In football, specific patterns of injury to the cervical spine have evolved over time. From 1959 to 1963, Schneider  documented 56 cases (1.36 per 100,000 participants) of cervical fracture/dislocation, of which 30 cases (0.73 per 100,000) were associated with permanent quadriplegia.

From 1971 to 1975, the National Football Head and Neck Injury Registry compiled 259 cases (4.14 per 100,000) cervical fracture/dislocations and 99 cases (1.58 per 100,000) of quadriplegia. This disturbingly high rate of cervical spine injury was thought to be influenced by the introduction of modern football helmets.

Techniques that incorporated the helmet top as the initial point of contact during tackling had been implemented, and it became apparent that using this initial point of contact for blocking or tackling placed the cervical spine at increased risk of injury.

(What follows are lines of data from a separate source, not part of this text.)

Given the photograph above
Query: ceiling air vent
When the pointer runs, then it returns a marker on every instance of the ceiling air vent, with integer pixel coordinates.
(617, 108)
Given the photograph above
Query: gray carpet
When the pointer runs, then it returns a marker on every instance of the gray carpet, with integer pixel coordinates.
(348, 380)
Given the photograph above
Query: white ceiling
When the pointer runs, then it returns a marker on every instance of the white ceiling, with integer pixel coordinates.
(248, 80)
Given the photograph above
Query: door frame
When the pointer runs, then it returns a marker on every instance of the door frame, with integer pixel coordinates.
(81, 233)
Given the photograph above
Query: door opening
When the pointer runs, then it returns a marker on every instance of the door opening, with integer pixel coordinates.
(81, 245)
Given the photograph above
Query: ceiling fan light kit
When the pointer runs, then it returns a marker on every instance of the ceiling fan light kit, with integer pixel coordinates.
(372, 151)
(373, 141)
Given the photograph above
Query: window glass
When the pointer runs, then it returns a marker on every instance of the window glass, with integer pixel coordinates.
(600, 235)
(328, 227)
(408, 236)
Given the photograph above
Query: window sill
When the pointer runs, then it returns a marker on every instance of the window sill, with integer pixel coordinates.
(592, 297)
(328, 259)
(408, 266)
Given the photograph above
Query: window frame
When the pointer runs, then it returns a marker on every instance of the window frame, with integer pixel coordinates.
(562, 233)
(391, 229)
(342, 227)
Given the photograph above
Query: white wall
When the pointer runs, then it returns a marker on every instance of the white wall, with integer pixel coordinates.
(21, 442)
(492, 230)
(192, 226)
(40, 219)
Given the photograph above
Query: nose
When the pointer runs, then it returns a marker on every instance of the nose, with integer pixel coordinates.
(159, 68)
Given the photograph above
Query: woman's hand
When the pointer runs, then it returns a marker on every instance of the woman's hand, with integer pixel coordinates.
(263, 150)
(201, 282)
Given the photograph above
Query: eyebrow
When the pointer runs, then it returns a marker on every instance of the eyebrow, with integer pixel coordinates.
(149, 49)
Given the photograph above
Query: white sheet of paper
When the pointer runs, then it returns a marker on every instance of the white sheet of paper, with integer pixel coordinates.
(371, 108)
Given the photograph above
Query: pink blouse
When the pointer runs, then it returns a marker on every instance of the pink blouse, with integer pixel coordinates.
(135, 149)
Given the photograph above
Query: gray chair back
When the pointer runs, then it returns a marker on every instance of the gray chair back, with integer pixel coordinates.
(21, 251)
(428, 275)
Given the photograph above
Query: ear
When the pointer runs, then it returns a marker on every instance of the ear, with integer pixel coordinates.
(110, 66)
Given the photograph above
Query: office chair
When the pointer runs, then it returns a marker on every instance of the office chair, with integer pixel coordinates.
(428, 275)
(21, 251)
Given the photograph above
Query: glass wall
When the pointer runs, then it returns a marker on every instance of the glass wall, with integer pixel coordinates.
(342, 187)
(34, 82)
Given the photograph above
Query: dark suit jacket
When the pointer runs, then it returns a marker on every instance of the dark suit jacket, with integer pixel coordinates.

This important realization helped to shape major rule modifications in American football. Head-first contact was banned by the National Collegiate Athletic Association (NCAA) Football Rules Committee and high school football governing bodies early in 1976.

Penalties for “spearing” behavior were adapted by the National Federation of High Schools. These important rule changes forced players and coaches to adhere to techniques in tackling that helped to decrease the incidence of spinal cord injury in football for close to a decade. From 1976 to 1987, the rate of cervical injuries decreased by 70%, from 7.72 per 100,000 to 2.31 per 100,000, at the high school level .

Additionally, traumatic quadriplegia decreased by approximately 82% over the same time period, from an annual rate of 2.24 per 100,000 to 0.38 per 100,000 in high school football and from 10.66 per 100,000 to 0 per 100,000 in college football.